70% of wells spudded in 2017 were in the Kaybob region. Taking a closer look at the major operators in this region, we see the same trend with increased well productivity alongside the increased average lateral length for the well vintage. In 2017, Encana’s wells exhibited the highest average estimated ultimate recovery in the play as a whole at just over 800,000 barrels of oil equivalent. Since the chart only includes wells with at least 9 months of reported production, the decrease in EUR for Chevron’s 2017 wells can be due to this fact. The majority of Chevron’s 2017 wells were put on production in the last months of the year.

In the past, majors such as ExxonMobil, Shell, and Chevron have been the dominant drillers in the Duvernay shale, along with a few other E&P companies mostly focusing on the Kaybob region.

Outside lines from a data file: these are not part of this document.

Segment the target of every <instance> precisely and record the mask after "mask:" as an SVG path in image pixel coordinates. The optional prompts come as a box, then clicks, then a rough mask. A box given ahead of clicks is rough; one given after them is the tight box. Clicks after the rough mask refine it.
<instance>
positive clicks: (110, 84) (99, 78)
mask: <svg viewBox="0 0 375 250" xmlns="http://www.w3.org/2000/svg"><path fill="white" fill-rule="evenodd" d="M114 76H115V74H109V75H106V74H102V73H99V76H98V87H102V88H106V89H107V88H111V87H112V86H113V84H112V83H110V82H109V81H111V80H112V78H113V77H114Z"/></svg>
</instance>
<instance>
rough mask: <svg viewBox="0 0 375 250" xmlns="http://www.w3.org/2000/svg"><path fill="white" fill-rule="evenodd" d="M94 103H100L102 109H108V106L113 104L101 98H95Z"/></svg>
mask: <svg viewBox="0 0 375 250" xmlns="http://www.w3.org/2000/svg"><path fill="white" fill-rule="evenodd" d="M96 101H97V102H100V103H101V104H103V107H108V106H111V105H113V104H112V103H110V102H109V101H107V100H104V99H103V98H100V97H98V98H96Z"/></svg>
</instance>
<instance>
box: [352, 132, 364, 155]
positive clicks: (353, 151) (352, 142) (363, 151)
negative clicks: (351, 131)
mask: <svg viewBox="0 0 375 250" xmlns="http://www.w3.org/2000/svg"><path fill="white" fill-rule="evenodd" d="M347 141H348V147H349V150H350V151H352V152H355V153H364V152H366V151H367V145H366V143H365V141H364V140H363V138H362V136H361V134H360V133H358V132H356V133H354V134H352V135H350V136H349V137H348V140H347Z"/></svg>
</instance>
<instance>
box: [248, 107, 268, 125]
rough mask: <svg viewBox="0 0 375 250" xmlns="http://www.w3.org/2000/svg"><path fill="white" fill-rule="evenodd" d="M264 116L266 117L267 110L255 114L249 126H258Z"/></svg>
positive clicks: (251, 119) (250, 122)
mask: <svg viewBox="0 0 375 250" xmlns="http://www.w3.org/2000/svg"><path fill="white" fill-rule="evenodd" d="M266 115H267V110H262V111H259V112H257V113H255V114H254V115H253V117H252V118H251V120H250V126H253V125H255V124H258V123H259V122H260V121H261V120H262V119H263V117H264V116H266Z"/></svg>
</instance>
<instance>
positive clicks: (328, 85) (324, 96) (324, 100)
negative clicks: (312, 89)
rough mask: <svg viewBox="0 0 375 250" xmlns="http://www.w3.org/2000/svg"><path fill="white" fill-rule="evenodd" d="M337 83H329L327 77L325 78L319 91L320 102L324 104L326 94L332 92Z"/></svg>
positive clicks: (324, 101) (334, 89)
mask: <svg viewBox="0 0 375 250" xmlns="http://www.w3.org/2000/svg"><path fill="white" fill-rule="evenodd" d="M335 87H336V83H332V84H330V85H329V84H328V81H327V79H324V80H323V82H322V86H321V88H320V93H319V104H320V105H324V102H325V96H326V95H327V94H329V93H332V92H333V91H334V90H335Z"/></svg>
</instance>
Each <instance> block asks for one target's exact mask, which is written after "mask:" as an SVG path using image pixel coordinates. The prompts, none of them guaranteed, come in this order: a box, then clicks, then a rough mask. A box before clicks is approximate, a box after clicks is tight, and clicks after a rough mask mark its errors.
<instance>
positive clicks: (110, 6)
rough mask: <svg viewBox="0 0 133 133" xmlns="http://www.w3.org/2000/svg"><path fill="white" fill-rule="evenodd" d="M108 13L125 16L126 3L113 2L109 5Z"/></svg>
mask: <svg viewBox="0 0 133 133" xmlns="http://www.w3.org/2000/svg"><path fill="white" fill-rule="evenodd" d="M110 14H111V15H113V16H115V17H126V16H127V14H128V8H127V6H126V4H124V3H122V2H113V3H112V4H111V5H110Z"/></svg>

In the past few years, however, more private companies and smaller E&P players have moved into the play. In the Willesden Green region and especially in East Shale Basin, we see mostly smaller E&P- and private companies operating. The large increase in light oil content in Willesden Green region in 2017 is mainly driven by two private operators: Artis Exploration and Vesta Energy. Vesta Energy spudded, completed and turned-in-line ~65% of all 2017 wells in the East Shale Basin. The company has 200,000 net acres in the southeast liquid-rich window of the Duvernay shale.

Duvernay is still considered as a play in the early development phase, with the Kaybob region being the most mature and the East Shale Basin still in an exploration phase. Due to the varying hydrocarbon phase windows, geomechanical drilling issues (mainly due to the middle carbonate member) and the fact that the wells in the area still are among the most capital intensive, the play is still not in a full development phase. However the improvements in well cost, where we saw an average well cost of ~$8.5 million in 2017 compared to almost $10 million in 2015, together with the improvements in well configurations, well productivity, and the fact that smaller companies are showing interest in the play, could potentially drive activity even further for this western Canadian liquid-rich play.